Information About Chlamydia

How is Chlamydia contagious?

The most common way of becoming infected is by sex without a condom when mucous membranes come in contact with each other. This also applies to anal sex and oral sex. The bacteria only lives within other living cells and you can therefore not become infected by hand shakes, sauna benches, clothes, towels, or toilet seats. When giving birth, the baby may become infected from a mother who has Chlamydia with a consequence of child complications (see Complications).

Who gets Chlamydia?

Everyone who has sex without a condom has a risk of getting Chlamydia.

The Incidence

Chlamydia is the most common sexually transmitted disease.

What are the symptoms?

Most people, both men and female, which are infected with Chlamydia HAVE NO symptoms at all but can still spread the infection. Symptoms, if there are any, come within 1-3 weeks after infection and are usually characterised by vaginal or urethral discharge and pain when urinating. Women can get vaginal bleeding. The bacteria can also lay dormant for long periods and then suddenly give both symptoms and complications.

Complications

Untreated Chlamydia infection can give pelvic inflammatory disease, which later can cause ectopic pregnancies or future infertility. The male can get epididymitis, prostatitis, urethritis, and possibly decreased fertility. Both male and females can get conjunctivitis and arthritis.

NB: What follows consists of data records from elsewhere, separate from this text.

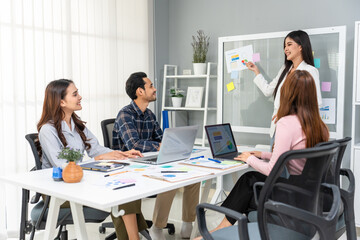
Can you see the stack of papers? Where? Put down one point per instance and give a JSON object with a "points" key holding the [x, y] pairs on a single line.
{"points": [[203, 162], [176, 174]]}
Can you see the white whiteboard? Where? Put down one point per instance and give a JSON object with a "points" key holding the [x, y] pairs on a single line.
{"points": [[247, 109]]}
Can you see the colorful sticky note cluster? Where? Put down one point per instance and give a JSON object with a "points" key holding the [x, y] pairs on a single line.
{"points": [[230, 86], [317, 62], [326, 86], [256, 57], [234, 75]]}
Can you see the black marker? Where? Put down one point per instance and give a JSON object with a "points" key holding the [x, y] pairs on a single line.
{"points": [[130, 185]]}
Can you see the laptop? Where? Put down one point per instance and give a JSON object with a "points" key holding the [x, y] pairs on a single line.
{"points": [[177, 144], [221, 141]]}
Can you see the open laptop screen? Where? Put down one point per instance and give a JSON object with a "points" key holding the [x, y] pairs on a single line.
{"points": [[221, 139]]}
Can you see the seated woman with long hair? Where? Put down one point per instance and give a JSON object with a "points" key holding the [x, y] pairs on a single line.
{"points": [[299, 126], [60, 127]]}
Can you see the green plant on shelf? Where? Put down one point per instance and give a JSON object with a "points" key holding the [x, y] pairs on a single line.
{"points": [[70, 154], [200, 46], [176, 92]]}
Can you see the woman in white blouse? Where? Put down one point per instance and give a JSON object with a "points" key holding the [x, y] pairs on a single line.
{"points": [[60, 127], [298, 56]]}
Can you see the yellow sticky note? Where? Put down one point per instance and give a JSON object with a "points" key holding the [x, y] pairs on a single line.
{"points": [[230, 86]]}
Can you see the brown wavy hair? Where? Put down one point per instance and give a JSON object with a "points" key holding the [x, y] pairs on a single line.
{"points": [[53, 113], [301, 38], [298, 97]]}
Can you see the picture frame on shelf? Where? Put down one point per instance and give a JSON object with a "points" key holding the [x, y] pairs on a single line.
{"points": [[194, 97]]}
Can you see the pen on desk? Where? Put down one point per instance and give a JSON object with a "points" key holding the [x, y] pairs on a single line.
{"points": [[130, 185], [214, 160], [111, 174]]}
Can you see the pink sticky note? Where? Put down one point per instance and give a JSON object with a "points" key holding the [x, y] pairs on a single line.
{"points": [[256, 57], [326, 86]]}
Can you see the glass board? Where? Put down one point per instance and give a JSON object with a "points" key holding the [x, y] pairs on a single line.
{"points": [[246, 107]]}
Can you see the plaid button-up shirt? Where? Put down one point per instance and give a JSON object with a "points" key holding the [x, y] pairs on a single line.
{"points": [[134, 129]]}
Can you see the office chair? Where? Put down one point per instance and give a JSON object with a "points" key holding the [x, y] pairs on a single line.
{"points": [[347, 218], [107, 127], [40, 210], [287, 208]]}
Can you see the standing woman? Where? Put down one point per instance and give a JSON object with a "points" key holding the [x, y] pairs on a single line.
{"points": [[298, 56], [60, 127], [299, 126]]}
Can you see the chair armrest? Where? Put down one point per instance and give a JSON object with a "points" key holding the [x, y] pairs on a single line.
{"points": [[45, 207], [35, 198], [242, 220], [257, 188], [349, 174], [321, 222]]}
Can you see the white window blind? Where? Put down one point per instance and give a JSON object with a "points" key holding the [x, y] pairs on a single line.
{"points": [[95, 43]]}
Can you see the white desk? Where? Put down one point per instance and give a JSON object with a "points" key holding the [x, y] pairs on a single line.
{"points": [[92, 195]]}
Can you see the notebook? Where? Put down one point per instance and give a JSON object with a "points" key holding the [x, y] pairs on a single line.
{"points": [[102, 166], [221, 141], [177, 144]]}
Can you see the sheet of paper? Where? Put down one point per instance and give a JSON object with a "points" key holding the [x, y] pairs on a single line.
{"points": [[328, 110], [230, 86], [236, 58], [326, 86], [256, 57], [176, 177], [211, 164], [234, 75]]}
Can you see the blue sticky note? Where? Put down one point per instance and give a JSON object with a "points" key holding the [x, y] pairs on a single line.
{"points": [[166, 166], [317, 62], [234, 74]]}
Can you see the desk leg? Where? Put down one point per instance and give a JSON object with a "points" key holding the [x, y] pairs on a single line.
{"points": [[52, 217], [204, 197], [79, 221]]}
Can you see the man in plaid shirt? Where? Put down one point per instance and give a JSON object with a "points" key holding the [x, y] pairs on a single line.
{"points": [[136, 128]]}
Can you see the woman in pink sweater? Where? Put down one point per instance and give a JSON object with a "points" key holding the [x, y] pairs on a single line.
{"points": [[299, 126]]}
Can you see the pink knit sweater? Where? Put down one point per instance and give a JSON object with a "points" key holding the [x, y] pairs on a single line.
{"points": [[288, 136]]}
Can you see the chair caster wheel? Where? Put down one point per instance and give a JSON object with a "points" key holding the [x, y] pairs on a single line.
{"points": [[171, 230], [102, 230]]}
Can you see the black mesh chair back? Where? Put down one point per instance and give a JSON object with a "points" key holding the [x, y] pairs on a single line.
{"points": [[33, 140], [287, 207], [40, 210], [298, 191], [333, 174], [107, 127]]}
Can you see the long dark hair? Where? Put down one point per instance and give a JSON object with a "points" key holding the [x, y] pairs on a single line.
{"points": [[53, 113], [298, 96], [301, 38]]}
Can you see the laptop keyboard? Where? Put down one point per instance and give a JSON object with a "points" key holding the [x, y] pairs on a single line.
{"points": [[147, 159]]}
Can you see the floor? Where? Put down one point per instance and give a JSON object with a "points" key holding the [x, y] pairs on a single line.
{"points": [[148, 204]]}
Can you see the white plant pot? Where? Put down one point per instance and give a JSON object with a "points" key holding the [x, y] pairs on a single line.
{"points": [[199, 68], [176, 101]]}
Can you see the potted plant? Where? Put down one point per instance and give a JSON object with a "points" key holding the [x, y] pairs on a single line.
{"points": [[200, 46], [176, 96], [72, 172]]}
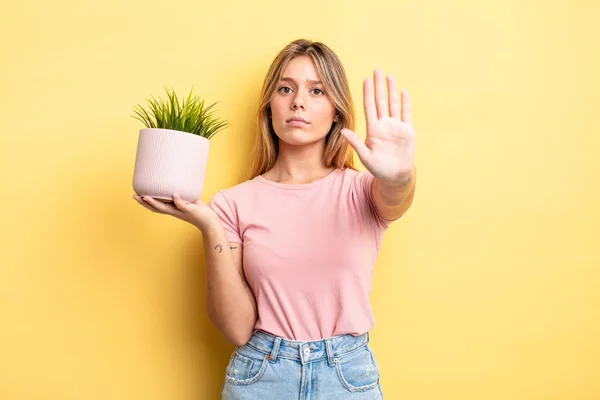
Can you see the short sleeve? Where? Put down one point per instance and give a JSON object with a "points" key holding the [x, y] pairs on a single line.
{"points": [[227, 216], [362, 188]]}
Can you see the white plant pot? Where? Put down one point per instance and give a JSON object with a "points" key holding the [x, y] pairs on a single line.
{"points": [[170, 161]]}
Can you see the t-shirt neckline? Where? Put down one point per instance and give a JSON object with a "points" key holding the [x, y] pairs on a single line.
{"points": [[296, 186]]}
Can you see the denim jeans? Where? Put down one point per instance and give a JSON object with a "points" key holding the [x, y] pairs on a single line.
{"points": [[273, 368]]}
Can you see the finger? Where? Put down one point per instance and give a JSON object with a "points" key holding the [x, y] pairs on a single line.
{"points": [[380, 100], [369, 102], [393, 98], [180, 203], [406, 117], [145, 204], [162, 207], [357, 143]]}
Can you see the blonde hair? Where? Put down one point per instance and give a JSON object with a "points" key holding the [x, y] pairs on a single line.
{"points": [[338, 153]]}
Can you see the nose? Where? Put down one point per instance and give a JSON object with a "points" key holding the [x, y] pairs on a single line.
{"points": [[298, 102]]}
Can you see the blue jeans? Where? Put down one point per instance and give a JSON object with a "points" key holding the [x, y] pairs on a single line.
{"points": [[273, 368]]}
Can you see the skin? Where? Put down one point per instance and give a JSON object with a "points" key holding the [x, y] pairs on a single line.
{"points": [[301, 148], [387, 152]]}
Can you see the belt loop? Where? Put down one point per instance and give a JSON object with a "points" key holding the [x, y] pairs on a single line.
{"points": [[329, 351], [275, 350]]}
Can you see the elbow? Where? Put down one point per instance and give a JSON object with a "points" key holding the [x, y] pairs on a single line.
{"points": [[239, 337]]}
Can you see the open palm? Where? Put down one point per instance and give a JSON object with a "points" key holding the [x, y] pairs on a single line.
{"points": [[388, 151]]}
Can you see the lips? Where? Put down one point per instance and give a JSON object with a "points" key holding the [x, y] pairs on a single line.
{"points": [[297, 120]]}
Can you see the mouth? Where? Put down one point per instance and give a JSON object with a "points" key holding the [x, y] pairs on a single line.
{"points": [[297, 122]]}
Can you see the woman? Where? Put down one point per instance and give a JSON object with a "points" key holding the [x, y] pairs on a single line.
{"points": [[290, 252]]}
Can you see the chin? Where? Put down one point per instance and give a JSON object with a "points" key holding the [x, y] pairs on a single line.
{"points": [[300, 138]]}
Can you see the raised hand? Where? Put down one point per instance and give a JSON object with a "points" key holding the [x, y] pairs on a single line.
{"points": [[388, 151]]}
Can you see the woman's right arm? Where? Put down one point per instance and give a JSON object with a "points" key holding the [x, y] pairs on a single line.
{"points": [[230, 303]]}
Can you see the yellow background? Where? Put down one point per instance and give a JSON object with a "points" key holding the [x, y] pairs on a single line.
{"points": [[487, 289]]}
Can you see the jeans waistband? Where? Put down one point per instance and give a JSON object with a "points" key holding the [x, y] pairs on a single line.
{"points": [[306, 351]]}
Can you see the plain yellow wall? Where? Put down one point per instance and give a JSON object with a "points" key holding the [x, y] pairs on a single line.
{"points": [[487, 289]]}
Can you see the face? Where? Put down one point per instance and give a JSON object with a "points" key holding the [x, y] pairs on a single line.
{"points": [[300, 95]]}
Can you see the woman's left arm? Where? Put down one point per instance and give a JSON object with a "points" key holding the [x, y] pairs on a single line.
{"points": [[388, 151], [393, 200]]}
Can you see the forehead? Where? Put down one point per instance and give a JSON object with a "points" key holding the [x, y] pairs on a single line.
{"points": [[300, 69]]}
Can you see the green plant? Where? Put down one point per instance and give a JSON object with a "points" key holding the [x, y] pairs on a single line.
{"points": [[191, 116]]}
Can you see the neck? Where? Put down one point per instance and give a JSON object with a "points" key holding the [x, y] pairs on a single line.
{"points": [[299, 164]]}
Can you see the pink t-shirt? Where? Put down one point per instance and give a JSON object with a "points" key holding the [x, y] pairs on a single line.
{"points": [[309, 251]]}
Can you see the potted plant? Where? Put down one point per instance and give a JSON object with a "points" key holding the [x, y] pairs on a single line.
{"points": [[172, 150]]}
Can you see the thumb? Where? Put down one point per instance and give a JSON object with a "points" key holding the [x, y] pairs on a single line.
{"points": [[357, 143], [179, 203]]}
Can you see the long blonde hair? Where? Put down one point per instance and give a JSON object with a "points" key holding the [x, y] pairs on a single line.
{"points": [[338, 153]]}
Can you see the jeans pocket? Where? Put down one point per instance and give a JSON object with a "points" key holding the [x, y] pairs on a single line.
{"points": [[246, 366], [358, 370]]}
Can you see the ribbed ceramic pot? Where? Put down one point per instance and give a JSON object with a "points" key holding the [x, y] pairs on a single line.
{"points": [[169, 161]]}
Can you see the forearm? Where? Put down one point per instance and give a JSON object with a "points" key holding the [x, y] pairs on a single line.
{"points": [[393, 199], [230, 304]]}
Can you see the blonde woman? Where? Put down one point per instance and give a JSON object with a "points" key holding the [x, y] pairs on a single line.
{"points": [[290, 252]]}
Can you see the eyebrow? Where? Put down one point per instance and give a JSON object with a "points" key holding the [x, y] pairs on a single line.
{"points": [[288, 79]]}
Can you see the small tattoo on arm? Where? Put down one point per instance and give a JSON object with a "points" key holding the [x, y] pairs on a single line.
{"points": [[243, 279]]}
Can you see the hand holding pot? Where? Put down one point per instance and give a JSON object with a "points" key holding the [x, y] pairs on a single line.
{"points": [[198, 213]]}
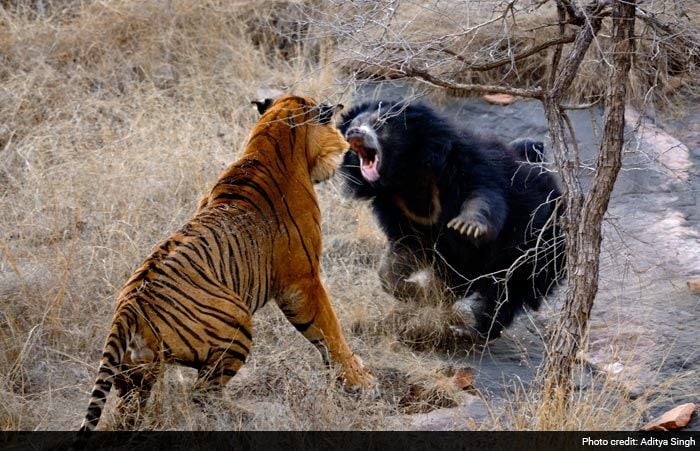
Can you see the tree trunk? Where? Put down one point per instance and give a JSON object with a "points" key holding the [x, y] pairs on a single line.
{"points": [[584, 215]]}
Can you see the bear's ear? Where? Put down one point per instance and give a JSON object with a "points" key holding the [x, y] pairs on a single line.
{"points": [[326, 112], [262, 105]]}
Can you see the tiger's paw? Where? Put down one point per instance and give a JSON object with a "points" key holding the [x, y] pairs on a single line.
{"points": [[358, 380]]}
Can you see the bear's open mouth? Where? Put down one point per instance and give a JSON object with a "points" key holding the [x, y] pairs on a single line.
{"points": [[369, 158]]}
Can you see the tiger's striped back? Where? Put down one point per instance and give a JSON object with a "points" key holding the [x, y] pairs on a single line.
{"points": [[255, 236]]}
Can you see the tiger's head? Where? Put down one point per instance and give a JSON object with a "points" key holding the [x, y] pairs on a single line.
{"points": [[313, 123]]}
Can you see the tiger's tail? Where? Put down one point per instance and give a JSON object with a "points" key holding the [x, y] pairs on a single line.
{"points": [[120, 334]]}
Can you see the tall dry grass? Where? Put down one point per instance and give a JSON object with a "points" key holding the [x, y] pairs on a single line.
{"points": [[114, 118]]}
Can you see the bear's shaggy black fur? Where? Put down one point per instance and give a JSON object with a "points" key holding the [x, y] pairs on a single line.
{"points": [[478, 210]]}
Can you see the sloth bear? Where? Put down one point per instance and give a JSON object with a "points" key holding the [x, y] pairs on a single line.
{"points": [[480, 212]]}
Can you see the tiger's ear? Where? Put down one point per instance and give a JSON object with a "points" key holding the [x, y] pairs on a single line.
{"points": [[262, 105], [326, 112]]}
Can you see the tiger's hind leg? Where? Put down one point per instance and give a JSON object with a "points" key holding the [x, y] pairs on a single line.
{"points": [[308, 308], [133, 384], [223, 362], [138, 373]]}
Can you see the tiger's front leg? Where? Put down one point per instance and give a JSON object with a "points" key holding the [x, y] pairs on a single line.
{"points": [[308, 308]]}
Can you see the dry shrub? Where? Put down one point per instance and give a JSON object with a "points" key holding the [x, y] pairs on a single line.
{"points": [[114, 118]]}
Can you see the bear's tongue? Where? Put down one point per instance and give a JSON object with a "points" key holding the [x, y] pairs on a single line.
{"points": [[369, 169], [368, 159]]}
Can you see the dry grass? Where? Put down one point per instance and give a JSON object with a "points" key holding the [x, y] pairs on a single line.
{"points": [[114, 118]]}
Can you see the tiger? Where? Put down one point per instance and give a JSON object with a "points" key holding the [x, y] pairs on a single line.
{"points": [[255, 236]]}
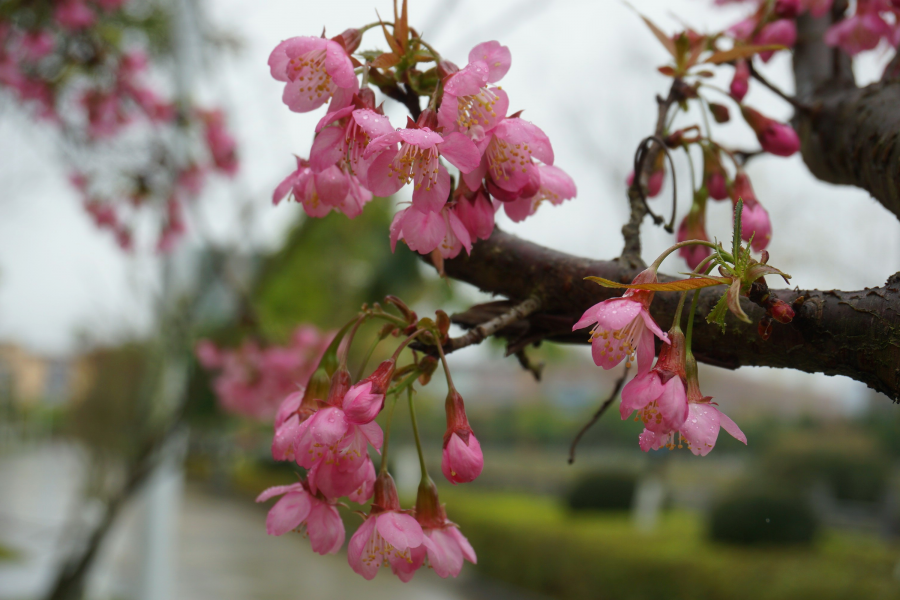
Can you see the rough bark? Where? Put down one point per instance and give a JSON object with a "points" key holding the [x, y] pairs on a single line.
{"points": [[851, 135], [851, 333]]}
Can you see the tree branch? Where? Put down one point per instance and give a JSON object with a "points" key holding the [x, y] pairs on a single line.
{"points": [[853, 333], [852, 135]]}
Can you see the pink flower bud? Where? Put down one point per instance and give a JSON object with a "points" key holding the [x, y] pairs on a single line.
{"points": [[782, 32], [755, 222], [741, 81], [775, 138], [717, 186], [462, 459]]}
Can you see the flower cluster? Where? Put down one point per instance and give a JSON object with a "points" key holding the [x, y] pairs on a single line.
{"points": [[63, 65], [328, 428], [502, 159], [253, 380], [666, 396]]}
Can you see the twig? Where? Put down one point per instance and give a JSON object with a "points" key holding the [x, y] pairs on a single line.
{"points": [[477, 334], [631, 230], [789, 99], [606, 404]]}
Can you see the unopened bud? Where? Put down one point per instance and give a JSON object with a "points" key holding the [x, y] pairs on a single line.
{"points": [[447, 68], [349, 40]]}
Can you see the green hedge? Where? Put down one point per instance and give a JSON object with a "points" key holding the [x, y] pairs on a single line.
{"points": [[536, 544]]}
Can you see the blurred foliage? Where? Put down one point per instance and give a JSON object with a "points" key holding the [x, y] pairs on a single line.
{"points": [[111, 418], [849, 462], [329, 267], [759, 517], [603, 490], [534, 543]]}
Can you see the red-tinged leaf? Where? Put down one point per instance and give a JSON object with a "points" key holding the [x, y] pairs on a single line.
{"points": [[681, 285], [386, 61], [734, 301], [395, 47], [718, 58], [665, 40]]}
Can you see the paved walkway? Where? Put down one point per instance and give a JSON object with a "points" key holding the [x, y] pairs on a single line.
{"points": [[222, 551]]}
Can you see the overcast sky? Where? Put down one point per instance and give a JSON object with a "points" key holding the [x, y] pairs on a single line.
{"points": [[583, 71]]}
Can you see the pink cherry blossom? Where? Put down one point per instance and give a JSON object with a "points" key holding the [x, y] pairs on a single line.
{"points": [[782, 32], [755, 222], [507, 164], [774, 137], [444, 547], [418, 161], [322, 192], [314, 70], [700, 429], [387, 537], [469, 106], [74, 15], [425, 232], [253, 381], [659, 395], [342, 137], [299, 510], [740, 84], [556, 186], [475, 211], [861, 32], [623, 327], [462, 460]]}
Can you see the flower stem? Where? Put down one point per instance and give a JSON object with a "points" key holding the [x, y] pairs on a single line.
{"points": [[412, 416], [387, 436]]}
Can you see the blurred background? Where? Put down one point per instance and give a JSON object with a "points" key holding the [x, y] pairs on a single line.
{"points": [[122, 477]]}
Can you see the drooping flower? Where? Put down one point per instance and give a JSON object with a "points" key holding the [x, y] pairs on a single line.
{"points": [[425, 232], [444, 547], [387, 537], [320, 193], [462, 460], [700, 428], [556, 186], [342, 137], [418, 161], [507, 165], [314, 70], [774, 137], [469, 106], [659, 394], [302, 511], [861, 32], [74, 15], [623, 327], [475, 211], [782, 32]]}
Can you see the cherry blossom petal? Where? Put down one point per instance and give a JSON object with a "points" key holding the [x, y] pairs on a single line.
{"points": [[288, 513], [497, 58]]}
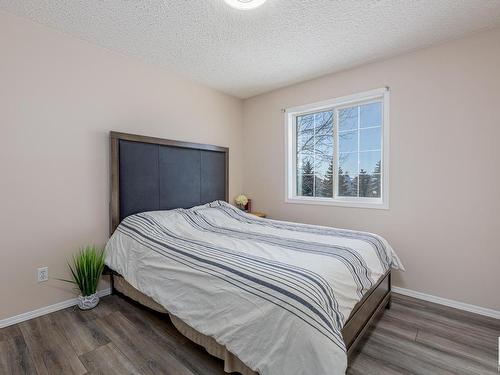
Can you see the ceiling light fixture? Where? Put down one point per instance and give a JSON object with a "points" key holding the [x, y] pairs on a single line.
{"points": [[245, 4]]}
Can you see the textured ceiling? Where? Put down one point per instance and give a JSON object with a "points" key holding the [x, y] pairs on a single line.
{"points": [[245, 53]]}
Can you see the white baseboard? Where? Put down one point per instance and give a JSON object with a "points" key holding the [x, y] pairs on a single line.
{"points": [[407, 292], [448, 302], [46, 310]]}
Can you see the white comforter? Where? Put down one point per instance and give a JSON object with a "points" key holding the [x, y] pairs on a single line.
{"points": [[276, 294]]}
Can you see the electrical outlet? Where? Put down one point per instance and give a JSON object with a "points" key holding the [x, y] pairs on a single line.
{"points": [[43, 274]]}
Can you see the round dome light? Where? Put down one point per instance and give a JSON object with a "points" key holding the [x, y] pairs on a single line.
{"points": [[245, 4]]}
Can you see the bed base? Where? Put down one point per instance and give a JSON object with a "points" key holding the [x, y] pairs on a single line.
{"points": [[362, 316]]}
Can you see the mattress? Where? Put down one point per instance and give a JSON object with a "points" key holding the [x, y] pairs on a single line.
{"points": [[231, 362], [274, 294]]}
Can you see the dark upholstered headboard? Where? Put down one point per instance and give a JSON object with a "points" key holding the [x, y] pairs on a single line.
{"points": [[149, 174]]}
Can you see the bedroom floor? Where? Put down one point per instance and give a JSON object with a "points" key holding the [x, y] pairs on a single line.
{"points": [[119, 337]]}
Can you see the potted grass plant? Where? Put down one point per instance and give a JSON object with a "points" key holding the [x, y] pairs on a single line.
{"points": [[86, 269]]}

Chlamydia infection in the mother can be transmitted to the child during delivery causing neonatal conjunctivitis and neonatal pneumonia. A child infected with neonatal Chlamydia pneumonia has an increased risk of getting asthma later in life.

How do I test myself?

See About the Service.

Treatment

A Chlamydia infection is treated with simple antibiotics and no post-treatment is needed. Partners also need to be tested and treated if necessary. All this is free. If your sample showed that you are infected with Chlamydia you can print out a treatment letter. This printed out treatment letter will work as a referral sheet to a health facility of your choice for free treatment.